When I asked Rob, a client of mine, when he plans to retire, he hesitated.
“I’m not sure I want to retire,” he said.
I was curious. “What prompted you to contact me?” I asked.
“I’m conflicted,” Rob said. “I love what I do, and I’m afraid I’ll miss it and the people I work with. I crave freedom. But I’m not sure what I’ll do with my free time.”
This feeling is not unusual.
Even if retirees are financially secure and looking forward to retiring, they are sometimes hesitant when preparing to transition to this, their next phase of life.
For soon-to-be retirees feeling this way, here’s an idea to consider: phased retirement.
There is an uptick in companies offering phased retirement. However, it is up to the employee to begin the discussion with their manager and HR.
Just what is “phased retirement”?
Think of it as driving a sports car and shifting from fourth gear to second. It’s like slowing down and remaining in the same seat for a shorter drive, knowing there are exits that can be taken to the activities the retiree is thinking about doing in retirement.
Practice makes perfect. Practice leads to success. Phased retirement allows retirees to practice by experiencing what they believe will lead to a fulfilling and successful retirement. It helps show what works and what doesn’t work, and brings confidence when taking the exit into full-time retirement. Phased retirement is a good way to test the waters.
How to propose the idea of phased retirement to your organization
For companies not offering phased retirement, Kerry Hannon, a job expert at AARP, has suggestions for how employees can propose it as a win-win for both the employer and employee:
- Seek advice from someone who has recently met with HR and has agreed on terms for phased retirement.
- Share a clear vision. How many days, weeks, and hours would you like to work, and until when?
- Is there a colleague you could train to assume your job responsibilities? Are there employees you could mentor?
- What are your salary requirements?
- Do you want to work from home or the office?
- What are the challenges facing your employer you could solve by retaining your experience and skills?

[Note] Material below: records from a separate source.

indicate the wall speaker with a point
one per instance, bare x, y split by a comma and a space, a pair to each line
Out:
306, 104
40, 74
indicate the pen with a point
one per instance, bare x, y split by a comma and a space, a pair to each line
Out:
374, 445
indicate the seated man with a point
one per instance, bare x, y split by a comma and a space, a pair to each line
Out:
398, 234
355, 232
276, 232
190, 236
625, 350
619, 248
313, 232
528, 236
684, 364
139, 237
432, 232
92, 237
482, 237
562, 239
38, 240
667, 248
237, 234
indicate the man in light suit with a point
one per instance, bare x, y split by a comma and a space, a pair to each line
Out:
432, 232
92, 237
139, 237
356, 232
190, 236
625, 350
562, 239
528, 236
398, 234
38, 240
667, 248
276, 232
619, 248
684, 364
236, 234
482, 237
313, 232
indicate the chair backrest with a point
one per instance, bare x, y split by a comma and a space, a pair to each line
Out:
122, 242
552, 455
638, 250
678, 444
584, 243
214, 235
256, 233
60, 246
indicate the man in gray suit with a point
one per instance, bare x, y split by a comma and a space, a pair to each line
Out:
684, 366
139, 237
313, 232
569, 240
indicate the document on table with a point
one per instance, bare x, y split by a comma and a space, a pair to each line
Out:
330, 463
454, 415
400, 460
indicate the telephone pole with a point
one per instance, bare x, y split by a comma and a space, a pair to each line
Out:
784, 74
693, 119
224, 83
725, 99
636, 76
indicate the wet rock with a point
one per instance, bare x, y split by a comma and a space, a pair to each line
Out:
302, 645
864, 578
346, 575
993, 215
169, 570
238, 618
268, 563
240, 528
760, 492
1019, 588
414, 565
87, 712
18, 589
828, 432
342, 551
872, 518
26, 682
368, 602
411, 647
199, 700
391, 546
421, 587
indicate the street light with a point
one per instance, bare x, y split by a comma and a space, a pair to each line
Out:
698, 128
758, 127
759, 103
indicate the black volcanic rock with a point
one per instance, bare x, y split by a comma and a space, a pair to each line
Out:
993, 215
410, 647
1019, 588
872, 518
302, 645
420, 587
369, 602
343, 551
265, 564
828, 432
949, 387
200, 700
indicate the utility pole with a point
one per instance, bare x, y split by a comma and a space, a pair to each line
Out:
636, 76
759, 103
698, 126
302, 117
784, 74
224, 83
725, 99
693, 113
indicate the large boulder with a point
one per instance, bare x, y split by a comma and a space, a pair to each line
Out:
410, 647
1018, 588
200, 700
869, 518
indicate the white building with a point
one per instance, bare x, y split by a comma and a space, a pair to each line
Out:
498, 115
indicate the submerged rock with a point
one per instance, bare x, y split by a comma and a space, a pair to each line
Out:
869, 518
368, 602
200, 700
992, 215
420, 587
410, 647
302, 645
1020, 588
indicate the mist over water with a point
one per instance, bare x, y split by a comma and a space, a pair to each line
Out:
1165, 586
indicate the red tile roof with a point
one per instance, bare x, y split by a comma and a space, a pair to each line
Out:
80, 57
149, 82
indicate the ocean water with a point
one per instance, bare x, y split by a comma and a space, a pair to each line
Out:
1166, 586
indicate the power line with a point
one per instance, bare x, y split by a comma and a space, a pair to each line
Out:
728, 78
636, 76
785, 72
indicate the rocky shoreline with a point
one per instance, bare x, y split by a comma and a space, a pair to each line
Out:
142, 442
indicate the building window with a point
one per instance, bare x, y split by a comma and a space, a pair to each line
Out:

- Assure your boss you do not want to leave abruptly. Your goal is to plan a smooth transition that works for the company and yourself.
- Propose this idea as a trial with scheduled touchpoints to discuss how it’s working for you and your manager.
Phased retirement has its pros and cons regarding benefits and finances. Before deciding, employees are encouraged to discuss this idea with their manager, HR team, and a financial advisor.
Now that Rob knows about this option, he plans to have a meeting with his manager about phased retirement. And we are looking forward to designing a plan for what he will do with the freedom he is craving!